4. The (unpleasant) surprise
With a coaching change 3 days prior, you knew there was going to be at least 1 hiccup. Jaeden Roberts was that hiccup.
The 4-star offensive lineman announced on Twitter that he was reopening his recruitment:
Please respect my decision❗ pic.twitter.com/BTllBe27Wd
— Jaeden (@jaeden_kings) December 16, 2020
The good news is that he didn’t sign on the dotted line with another program. Roberts is the nation’s No. 14 offensive guard and is a high school teammate of Davis, so one would think that should help in gaining back Roberts’ pledge. Roberts was committed to Auburn since May but has since received heavy interest from Alabama.
5. Tight ends galore
For a program that notoriously doesn’t use its tight end for much other than to block — although Chad Morris is changing that — Auburn certainly has one of the most loaded tight end groups in the country.
The Tigers picked up the signings of 3-star Landen King and Oklahoma transfer Grant Calcaterra. King is the No. 27 tight end and has experience playing running back in high school as well.
The big signing was Calcaterra. The former Sooner is a former All-Big 12 selection and caught 41 passes for 637 yards and 9 touchdowns over 3 seasons in Stillwater. He’s a likely NFL-caliber player. These additions, along with rising senior John Samuel Shenker and sophomores Brandon Frazier, J.J. Pegues and Luke Deal, mean the tight end position is about to have a serious influx of talent.
Without putting too fin an edge on it, the class sucks. These players you are praising are 3* players and will need time to develop. The O-line recruits continue a terrible trend of not being able to sign top talent at that position. Steele said that the rest of this class is going to be up to the new coach. He ought to be out there recruiting his butt off, because if HE is the new coach, God help AU, he will have to live with the impact of this class.

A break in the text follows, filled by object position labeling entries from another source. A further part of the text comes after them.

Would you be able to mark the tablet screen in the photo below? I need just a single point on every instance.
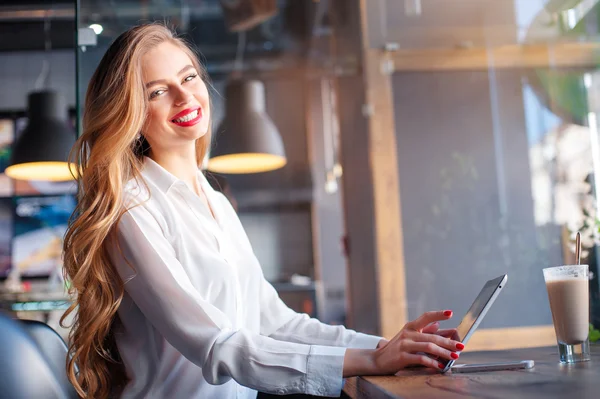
(485, 296)
(477, 307)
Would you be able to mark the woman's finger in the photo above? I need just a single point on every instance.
(412, 359)
(447, 343)
(450, 333)
(427, 318)
(432, 328)
(431, 349)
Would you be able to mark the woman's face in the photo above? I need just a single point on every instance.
(179, 108)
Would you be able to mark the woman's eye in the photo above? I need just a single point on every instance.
(156, 93)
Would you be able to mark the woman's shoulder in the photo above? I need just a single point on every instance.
(136, 192)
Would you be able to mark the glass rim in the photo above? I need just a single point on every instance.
(584, 265)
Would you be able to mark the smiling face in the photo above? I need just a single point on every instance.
(178, 101)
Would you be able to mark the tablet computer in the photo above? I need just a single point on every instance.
(476, 313)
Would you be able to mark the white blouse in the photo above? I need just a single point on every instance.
(198, 318)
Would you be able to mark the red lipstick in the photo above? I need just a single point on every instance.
(185, 112)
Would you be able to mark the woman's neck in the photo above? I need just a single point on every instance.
(184, 167)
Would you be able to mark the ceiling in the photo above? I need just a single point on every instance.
(202, 21)
(460, 23)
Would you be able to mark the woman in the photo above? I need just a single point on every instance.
(171, 301)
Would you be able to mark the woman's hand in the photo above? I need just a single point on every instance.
(420, 342)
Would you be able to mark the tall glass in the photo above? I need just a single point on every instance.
(568, 293)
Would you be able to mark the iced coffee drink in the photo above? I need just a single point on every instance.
(568, 293)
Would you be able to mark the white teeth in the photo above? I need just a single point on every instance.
(188, 117)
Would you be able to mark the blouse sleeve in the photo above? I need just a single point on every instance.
(281, 323)
(162, 291)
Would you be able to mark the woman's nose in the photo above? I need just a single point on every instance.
(183, 98)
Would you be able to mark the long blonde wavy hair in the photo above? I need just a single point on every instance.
(109, 153)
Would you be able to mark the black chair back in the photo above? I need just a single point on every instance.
(24, 371)
(54, 349)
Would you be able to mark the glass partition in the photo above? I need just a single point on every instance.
(495, 107)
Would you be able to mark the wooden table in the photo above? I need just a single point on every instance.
(548, 379)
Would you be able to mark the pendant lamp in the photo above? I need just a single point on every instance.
(248, 141)
(42, 150)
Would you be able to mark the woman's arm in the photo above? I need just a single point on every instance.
(280, 322)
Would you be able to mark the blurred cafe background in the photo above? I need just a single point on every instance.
(408, 151)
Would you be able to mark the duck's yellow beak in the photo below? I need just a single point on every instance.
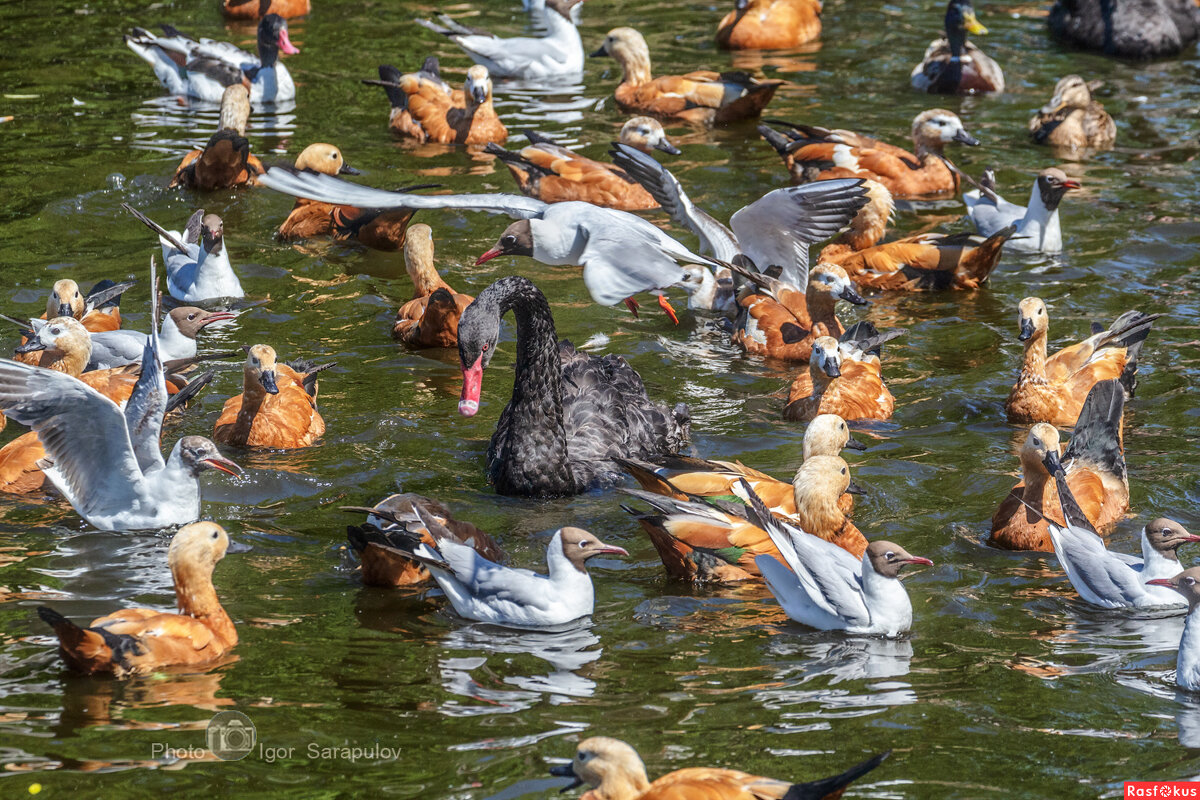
(972, 24)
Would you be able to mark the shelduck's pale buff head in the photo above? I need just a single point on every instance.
(261, 368)
(831, 283)
(1039, 453)
(827, 435)
(1187, 583)
(646, 132)
(1053, 185)
(609, 765)
(826, 358)
(201, 453)
(888, 558)
(65, 335)
(937, 127)
(324, 158)
(579, 546)
(1032, 319)
(630, 50)
(1167, 535)
(479, 85)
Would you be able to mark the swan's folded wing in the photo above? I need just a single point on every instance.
(715, 239)
(778, 228)
(1101, 577)
(82, 431)
(327, 188)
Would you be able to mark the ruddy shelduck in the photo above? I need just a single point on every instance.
(778, 322)
(699, 97)
(431, 317)
(225, 162)
(769, 24)
(813, 152)
(425, 108)
(1072, 120)
(139, 641)
(1093, 467)
(555, 174)
(378, 549)
(277, 407)
(714, 542)
(1053, 389)
(843, 378)
(615, 771)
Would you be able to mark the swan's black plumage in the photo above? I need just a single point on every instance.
(571, 413)
(1133, 29)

He isn’t going to be the head coach, so why even comment this? Don’t you have a tree to poison?
I would rather do that to humans. I commented this because it is being reported all over that he is the leading candidate. Read some you might be surprised.

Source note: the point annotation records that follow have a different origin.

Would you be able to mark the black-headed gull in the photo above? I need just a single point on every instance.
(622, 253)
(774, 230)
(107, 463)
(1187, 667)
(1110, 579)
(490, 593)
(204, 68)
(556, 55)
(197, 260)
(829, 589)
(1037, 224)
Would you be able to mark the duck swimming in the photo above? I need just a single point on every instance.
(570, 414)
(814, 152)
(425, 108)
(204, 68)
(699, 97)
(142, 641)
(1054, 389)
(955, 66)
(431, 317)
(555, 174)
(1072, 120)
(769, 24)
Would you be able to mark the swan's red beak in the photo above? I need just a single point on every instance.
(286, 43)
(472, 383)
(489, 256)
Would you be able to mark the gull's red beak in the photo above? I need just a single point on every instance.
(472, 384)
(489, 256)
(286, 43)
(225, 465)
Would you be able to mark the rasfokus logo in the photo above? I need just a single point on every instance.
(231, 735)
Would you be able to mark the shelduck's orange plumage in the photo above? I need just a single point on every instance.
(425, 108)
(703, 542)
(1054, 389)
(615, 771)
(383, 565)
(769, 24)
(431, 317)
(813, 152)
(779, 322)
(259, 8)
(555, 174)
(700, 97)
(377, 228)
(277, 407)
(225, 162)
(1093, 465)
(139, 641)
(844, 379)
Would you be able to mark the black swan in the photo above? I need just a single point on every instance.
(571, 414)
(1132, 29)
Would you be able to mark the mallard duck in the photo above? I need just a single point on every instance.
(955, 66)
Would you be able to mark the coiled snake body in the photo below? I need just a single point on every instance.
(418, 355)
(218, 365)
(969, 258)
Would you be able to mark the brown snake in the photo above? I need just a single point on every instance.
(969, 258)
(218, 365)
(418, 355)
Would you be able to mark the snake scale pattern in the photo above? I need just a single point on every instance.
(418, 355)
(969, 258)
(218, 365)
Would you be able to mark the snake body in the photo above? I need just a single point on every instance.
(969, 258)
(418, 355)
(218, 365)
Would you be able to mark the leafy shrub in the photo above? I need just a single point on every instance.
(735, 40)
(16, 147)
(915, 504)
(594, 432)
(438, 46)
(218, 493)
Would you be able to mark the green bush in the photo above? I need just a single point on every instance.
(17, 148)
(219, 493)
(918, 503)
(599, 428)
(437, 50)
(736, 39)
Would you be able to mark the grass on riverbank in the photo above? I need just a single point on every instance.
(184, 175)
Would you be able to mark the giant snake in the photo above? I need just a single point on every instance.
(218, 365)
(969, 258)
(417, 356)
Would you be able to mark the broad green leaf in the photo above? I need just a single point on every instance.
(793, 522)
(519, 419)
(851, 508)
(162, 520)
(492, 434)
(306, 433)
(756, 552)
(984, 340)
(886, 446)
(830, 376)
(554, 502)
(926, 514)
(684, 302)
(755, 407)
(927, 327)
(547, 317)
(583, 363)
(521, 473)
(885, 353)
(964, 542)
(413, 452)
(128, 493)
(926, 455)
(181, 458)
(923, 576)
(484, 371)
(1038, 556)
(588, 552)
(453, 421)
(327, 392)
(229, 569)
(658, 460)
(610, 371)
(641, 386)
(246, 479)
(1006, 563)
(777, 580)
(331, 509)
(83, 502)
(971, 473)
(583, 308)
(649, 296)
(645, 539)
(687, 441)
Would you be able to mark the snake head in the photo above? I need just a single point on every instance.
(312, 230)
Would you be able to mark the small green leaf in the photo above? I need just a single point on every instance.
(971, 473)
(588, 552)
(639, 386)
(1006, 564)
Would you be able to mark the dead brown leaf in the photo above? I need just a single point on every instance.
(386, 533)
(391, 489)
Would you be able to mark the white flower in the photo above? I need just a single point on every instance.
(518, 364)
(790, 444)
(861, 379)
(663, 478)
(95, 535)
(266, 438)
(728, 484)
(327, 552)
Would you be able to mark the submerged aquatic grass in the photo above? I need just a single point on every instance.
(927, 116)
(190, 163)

You don’t know these players from atom. All you’re doing is assuming the rating services are 100% correct 100% of the time. And we all know how stupid that assumption is.
Oh you are another that believes a 3* is as good as a 5 *, you just need to coach them up. So far this is the 4th year that AU has recruited nothing but 3* O-linemen, with the exception of one 4*. Mean while their competition is signing 4-5 star linemen which has the advantage or begetting highly ranked running backs, and QBs, and those QBs highly ranked receivers. Sure there is going to be a diamond in the rough, but even more often it is going to be coal. AU is in the grips of a talent gap with 4 of their yearly opponents and it is widening and others are catching up, like your team.
When did OU move to Stillwater? Did the tight end come from OU (Norman) or Oklahoma State (Stillwater).
OU
Thanks. Much like the writer I was too lazy to look it up.
I was watching SEC bball last night on SECN and watching the ticker at the bottom showing the recruiting classes per school. Bama has a record haul on OLine and we praise our 3 stars. I’m sure our guys will work hard and do their best, but that stat right there shows how much catching up there is to do.
^^^This. And this is the 4th straight year.